The Social Security Administration has realized that the Social Security Disability Insurance and Supplemental Security Income benefits have taken way too long to reach some of their claimants.
Because of this, they are now allowing both SSI and SSDI applicants a compensation payment in the form of back pay. The back pay is designed to help those who have been affected by the delays to their essential payments.
Depending on your state, the SSI back pay will be sent to you in either one lump payment or three installments spread out over 6 month intervals.
This is great news for people who have been negatively affected by the long distance of time between SSI payments or SSI approval, but how do you get this back pay, and is there a way to speed along the process?
To get this payment, you need to apply for the SSI or SSDI program first. Your back pay is then automatically calculated based on the date that you filed your disability claim and the date the Social Security Administration believes your disability began.
This time period is also known as the “established onset date.”
You don’t need to do anything to start this process, but you should tell the SSA when your disability began, so they can use that information to make their own judgment.
You may have noticed when we mentioned before that your payment could come in installments or one payment.
The installment option isn’t just based on the state you are in but also the amount that you are owed. If the back pay is more than 3 months’ worth of your monthly Supplemental Security Income, then you will have to receive the payment in installments too.
Some people who fall into this category won’t be caught up by the installments, as there are some exceptions to the rule.
– If you have been told and can confirm that your life expectancy is 12 months or less, you will be given your payment as a lump sum.
– The installments can be converted into a lump sum payment if you are no longer eligible for the Supplemental Security Income scheme.
– The first two payments can become more significant if you prove that you need the payments for medical needs and necessities like food or rent.
If this is still too slow for you and you need your money faster, then you should contact the SSA.
When you speak with the Social Security Administration, they will ask you for proof of why you need this money faster, for example, an eviction notice, a debt collection notice, an essential medical payment, etc.
You will also be asked how much you will need to cover this vital reason for the faster back pay.

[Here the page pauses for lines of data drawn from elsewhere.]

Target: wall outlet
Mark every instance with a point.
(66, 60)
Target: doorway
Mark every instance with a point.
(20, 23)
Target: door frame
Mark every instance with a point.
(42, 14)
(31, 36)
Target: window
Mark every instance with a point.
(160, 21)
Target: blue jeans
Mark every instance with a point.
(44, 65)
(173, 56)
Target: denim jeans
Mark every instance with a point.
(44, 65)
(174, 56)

They will then decide if you meet their requirements for a faster SSI back pay.
Before you ask for a faster back pay, you should know how long it takes on average first.

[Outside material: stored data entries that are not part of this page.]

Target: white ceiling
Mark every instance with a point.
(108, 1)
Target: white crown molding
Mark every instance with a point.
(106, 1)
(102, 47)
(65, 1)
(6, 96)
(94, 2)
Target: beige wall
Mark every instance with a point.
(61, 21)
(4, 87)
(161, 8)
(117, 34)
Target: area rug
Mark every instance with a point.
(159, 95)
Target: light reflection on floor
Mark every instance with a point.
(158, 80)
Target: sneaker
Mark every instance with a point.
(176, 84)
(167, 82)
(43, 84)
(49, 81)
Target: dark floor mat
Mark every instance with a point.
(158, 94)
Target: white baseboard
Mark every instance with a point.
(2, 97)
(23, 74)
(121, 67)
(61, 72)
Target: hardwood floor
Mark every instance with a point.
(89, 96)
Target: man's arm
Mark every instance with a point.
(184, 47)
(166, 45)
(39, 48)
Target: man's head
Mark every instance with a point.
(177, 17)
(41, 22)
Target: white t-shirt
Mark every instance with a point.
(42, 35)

For many people, it can take months or even years to get into the Social Security Disability system, but once you’re in, you should receive your back pay within 60 days of being approved.
We are happy to inform you that there is no limit to how much you can receive in back pay. This is because of many reasons, but mostly if it has taken years for you to enter the system, you are owed those years back.

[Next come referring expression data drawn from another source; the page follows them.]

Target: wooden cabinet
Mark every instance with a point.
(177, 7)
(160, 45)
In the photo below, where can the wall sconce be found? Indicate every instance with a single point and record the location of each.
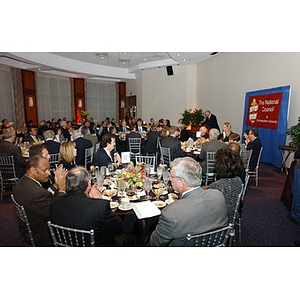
(30, 101)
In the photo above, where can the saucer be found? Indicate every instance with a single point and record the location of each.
(125, 209)
(113, 205)
(159, 204)
(169, 201)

Even if the system takes its time to agree to SSI claimants, you will receive all that you are owed.
You can save your SSI payment as long as the saving stays under your resource limit.
For a single person ages 18 or over, your resource limit is $2,000.
For a married couple with one spouse on SSI, your resource limit is $3,000.
If both people in a married couple are on SSI, their resource limit is $3,000.
These spouse rules only apply if you live together.
For children, the amount is $2,000 per child.